The ache in his voice echoed throughout every part of me. I hated the doubt in his eyes, but more than that, I hated that I was the one who’d put it there.

I laid my palm on his chest so I could feel his heart beating. “This is nothing like last time.” The last time I’d been down this road, I’d been with Nash, and we’d been traveling for all the wrong reasons. I had no regret that we never finished the trip. “This is important to me, Tod. You are important to me.”

He stared into my eyes for another moment, searching. Reading. Then his irises burst with colors so bright they hurt to see, blues jumping and flickering like the flames at the center of a fire. And that’s what it felt like. Like his eyes reflected the blaze burning deep inside him, and I could feel the heat within me answering in return. That heat built, spiraling tighter and hotter in the narrow inches of space separating us until I knew that if I touched him, I might actually see the spark jump from my skin to his.

Then, suddenly, the anticipation was too much.

Tod lifted me, and I wrapped my legs around his waist. My mouth found his, and I couldn’t taste enough of him. He was warm, when everything else was cold. He was sweet, when the world tasted bitter. He was mine, and I wanted to be his, in every sense possible.

I’m not sure how we wound up on the bed, but suddenly my pillow was beneath my head, and Tod was over me, and I could touch him without having to hang on for balance. His mouth fed from mine, desperately, hungrily, then suddenly his lips were gone, and mine were left open.
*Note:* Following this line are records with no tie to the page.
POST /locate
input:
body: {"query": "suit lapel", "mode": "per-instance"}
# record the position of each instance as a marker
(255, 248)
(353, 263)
Empty and lonely.

But then he kissed my neck, and I gasped as he worked his way lower, my fingers tangled in his hair, my body alive with possibility, on fire from every touch.

My jeans came off slowly, his fingers trailing over my hips, then down my legs along with the material.

His jeans came off in an instant, and briefly I wondered if there was some kind of quick-release trigger built into his zipper.

Then my underwear was gone, and his was gone, and he settled onto the bed next to me on his side, one hand at my hip, splayed out like he couldn’t touch enough of me with only the two hands he was born with.

“I love you, Kaylee. More than I’ve ever loved anyone. More than I will ever love anyone. If I could freeze this moment in time and never have to let you go, I would do it without a second thought.”

“I love you, too.” I pulled him down for a kiss. “But maybe we could freeze the next moment instead,” I whispered against his cheek when he settled over me.